Bocah-bocah sebelum tahun 1975-an, bila disuruh orangtua belanja ke warung, uang kembalian atau sisanya harus dikembalikan. Jika dicatut untuk beli permen atau makanan kecil, pasti dimarahi orangtua bahkan dihajar. Ini merupakan pengajaran atau pendidikan karakter, sejak kecil diajari jangan korupsi meski kecil-kecilan. Sebab bila dibiarkan, akan semakin terpupuk dan ketika dewasa dan jadi pejabat berani mencatut uang negara.
Ketika jaman semakin makmur, cari uang lebih mudah, masih adakah orang tua yang mengurusi uang kembalian belanja di warung? Rasanya sudah tidak lagi. Secara tak sengaja hal itu menjadikan anak muda sekarang permisif saja melihat praktek korupsi kecil-kecilan, misalnya ketika kena tilang, memilih “lapan anem” alias kasih uang pada oknum Polantas.
Ketika masuk kerja harus nyogok, kini sudah dianggap biasa. Makanya setelah menjadi pegawai dan punya kekuasaan, gantian dia membalas ikut-ikutan pungli. Alasannya, aku dulu harus nyogok, apa salahnya sekarang gantian minta sogok? Mental korup kini sudah mencemari lembaga eksekutip, legislatip dan yudikatip. Trias-Koruptika! Yudikatip ada Pinangki (jaksa), legislatif ada Anas Urbaningrum (politisi Demokrat), eksekutip ada Zumi Zola (Gubernur Jambi). Jika sutradara Syuman Jaya masih hidup, pasti bikin film berjudul: Yang muda yang korupsi.

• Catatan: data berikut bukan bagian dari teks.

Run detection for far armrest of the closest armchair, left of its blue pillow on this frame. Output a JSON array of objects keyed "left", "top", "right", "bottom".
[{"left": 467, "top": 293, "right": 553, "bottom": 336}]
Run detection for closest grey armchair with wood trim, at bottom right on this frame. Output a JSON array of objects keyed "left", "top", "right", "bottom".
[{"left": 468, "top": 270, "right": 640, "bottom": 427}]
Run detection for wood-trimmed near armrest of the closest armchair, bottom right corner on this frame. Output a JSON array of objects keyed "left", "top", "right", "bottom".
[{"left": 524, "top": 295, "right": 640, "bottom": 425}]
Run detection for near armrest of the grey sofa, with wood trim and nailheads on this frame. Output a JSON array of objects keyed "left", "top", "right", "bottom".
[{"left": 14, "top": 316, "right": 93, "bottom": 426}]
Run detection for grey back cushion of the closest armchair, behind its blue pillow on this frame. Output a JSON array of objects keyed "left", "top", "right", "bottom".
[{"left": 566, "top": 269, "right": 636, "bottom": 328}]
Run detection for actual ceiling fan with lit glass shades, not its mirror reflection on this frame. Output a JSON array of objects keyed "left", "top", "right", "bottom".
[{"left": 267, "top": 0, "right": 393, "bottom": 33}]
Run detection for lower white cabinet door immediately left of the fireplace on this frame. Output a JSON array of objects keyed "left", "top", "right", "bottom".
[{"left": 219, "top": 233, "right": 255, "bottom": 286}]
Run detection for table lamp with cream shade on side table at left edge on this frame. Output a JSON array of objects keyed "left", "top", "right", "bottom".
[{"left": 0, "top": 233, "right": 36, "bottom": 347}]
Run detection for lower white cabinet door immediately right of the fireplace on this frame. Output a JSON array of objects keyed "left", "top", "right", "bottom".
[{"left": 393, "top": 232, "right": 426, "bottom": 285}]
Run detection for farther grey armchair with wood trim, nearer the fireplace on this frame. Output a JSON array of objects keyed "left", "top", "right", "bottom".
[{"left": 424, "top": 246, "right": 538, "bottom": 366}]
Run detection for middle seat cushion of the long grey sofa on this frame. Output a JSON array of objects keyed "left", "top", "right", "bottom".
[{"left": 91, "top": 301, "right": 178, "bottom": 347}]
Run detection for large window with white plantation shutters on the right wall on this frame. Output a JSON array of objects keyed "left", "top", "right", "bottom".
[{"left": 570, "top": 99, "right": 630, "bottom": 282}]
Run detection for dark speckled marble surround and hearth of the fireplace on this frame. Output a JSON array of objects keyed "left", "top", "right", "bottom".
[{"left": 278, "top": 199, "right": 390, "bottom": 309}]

Sekarang lagi ramai, eks politisi PDIP yang pernah dipenjara karena korupsi, diangkat jadi komisaris BUMN, namanya Emir Muis. Kenapa Mentri BUMN Erick Tohir mengangkatnya. Padahal untuk menjadi komisaris BUMN itu salah satunya mensyaratkan, tidak pernah melakukan tindak pidana yang merugikan keuangan negara. Apakah Erick juga menteri anak muda yang permisif pada korupsi?
Ironisnya, politisi Senayan ada juga yang membelanya, dengan alasan yang bersangkutan telah menjalani hukuman. Mungkin dia senapas dan sedenyut Komnas HAM, bahwa hukuman mati tidak menyelesaikan masalah. Kalau begitu apakah terpidana korupsi harus diserahkan ke Kantor Pegadaian? Sebab hanya dia yang mampu menyelesaikan masalah tanpa masalah.
Padahal selama penjahat uang negara hanya dihukum 4-15 tahun penjara, selama itu pula koruptor baru terus bermunculan. Lihat tuh RRT, ketika para koruptor dihukum mati, tak ada lagi pejabat main-main dengan uang negara. Kapan Indonesia menirunya. Sekarang ini, jangankan menghukum mati koruptor, sekedar bikin orang merasa malu untuk korupsi, negara tidak mampu. (Cantrik Metaram).